The Year That Was
It has been sort of a topos to evoke the specter of 1979. I’ve done it repeatedly, as have other observers.
Aside from the growing stagflation in the U.S. (I remember farming that year at the ending of an inflation-driven boom), that was the year that China invaded Vietnam. Muslims assassinated the U.S. ambassador to Afghanistan. Russia later invaded Afghanistan. The world seemed to have become unhinged. And there was more still.
The shah was abandoned and soon fell, amid American proclamations of support for him on Monday, and then denunciation of his dynasty by Tuesday, and yet more leaked reports on Wednesday of reaching out to Khomeini in Paris. Soon in his death throes he would jet the globe looking for a home and a doctor, as the U.S. let the phone ring when he called.
Soon Ayatollah Khomeini arrived in Teheran from Paris and proclaimed an Islamic revolution. Iranian students (Ahmadinejad probably among them) stormed our embassy and took hostages. In no time Ramsey Clark was denouncing America on Iran’s behalf, and rumors abounded of Carter’s backdoor deal-making to get them home at any cost before the 1980 election. (In 1980 a humiliating and disastrous rescue mission would see imams desecrating American dead on worldwide television. I recall an odious Ayatollah Sadegh Khalkhal, the hanging judge who sent thousands to the gallows, zipping open the body-bags to poke and probe the charred American corpses.)
The Sandinistas also took over Nicaragua. Radical Islamists torched the U.S. embassy in Pakistan. I could go on, but you get the picture. In all these cases, a baffled Mr. Carter sermonized a lot, blamed a lot — and in the end retired to the Rose Garden or fought rabbits from a canoe. He seemed petulant that he had come into the world in divine fashion to save us, and we flawed mortals were unwilling to be saved by him. The so-called “malaise speech” summed up his disappointment in the rest of us.
And after such a wonderful beginning…
So 1979 followed two years of Carteresque utopian proclamations. Do we remember them all still? There was Cy Vance, in perfect aristocratic style, and in perpetual atonement for his earlier support of the Vietnam War, with his creased brow and sermonizing tone, bringing in the kinder, gentler order. He resigned over the failed hostage rescue, replaced by a stoic Ed Muskie. And there was Andrew Young at the UN trying to be a sort of proto-Barack Obama, reaching out to the radical Palestinians, and so on.
Remember the commandments? No more inordinate fear of communism; human rights governing U.S. foreign policy; no more nuclear weapons housed in South Korea which was to be free of U.S. troops; outreach to the terrorist/rebel/reformer Mugabe, and so on.

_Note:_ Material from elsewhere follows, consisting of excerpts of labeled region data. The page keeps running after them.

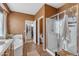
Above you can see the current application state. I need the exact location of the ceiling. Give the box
[7,3,64,15]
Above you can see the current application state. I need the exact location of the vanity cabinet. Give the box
[4,44,14,56]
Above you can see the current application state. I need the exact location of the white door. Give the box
[33,20,36,44]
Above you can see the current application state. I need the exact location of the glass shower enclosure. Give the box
[46,6,78,55]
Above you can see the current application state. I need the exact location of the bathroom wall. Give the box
[7,12,34,34]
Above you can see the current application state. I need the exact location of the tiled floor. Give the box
[23,42,51,56]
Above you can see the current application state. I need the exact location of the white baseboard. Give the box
[46,48,55,56]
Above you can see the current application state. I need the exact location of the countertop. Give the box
[0,39,13,56]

In other words, it took a flawed world about 24 months to size up the new idealistic administration, and to determine that it either could not or would not continue U.S. foreign policy of the previous three decades. Soon the more daring then decided to make “regional adjustments.” Finally a panicked Carter was attempting everything from boycotting the Olympics and arming Islamists in Afghanistan to threatening to use nuclear weapons in the Middle East and restoring draft registration to reclaim lost U.S. deterrence.
Here we go again…
Obama started out in similar fashion with his first al-Arabiya interview. Then followed the apology tour, the bowing, the Cairo myth-making speech, the reach out to Ahmadinejad, Assad, Castro, Chavez, and Putin, the estrangement with Israel, the neglect of the brave Iranian dissidents, the phony deadlines over Iranian proliferation, the missile defense walk-back from the Poles and Czechs, the constant Bush-bashing reset-button diplomacy rhetoric, the serial humiliation of things British, the failed deal to appease Putin in hopes of Russian help in stopping Iran from going nuclear, the new loud commitment to the UN, the promises to end all nuclear weapons, the nuke deal with Russia that saw us give up sophisticated weapons to match dismantling of poorer Russian models—all amid a backdrop of massive U.S. spending and the highest two budget deficits in American financial history.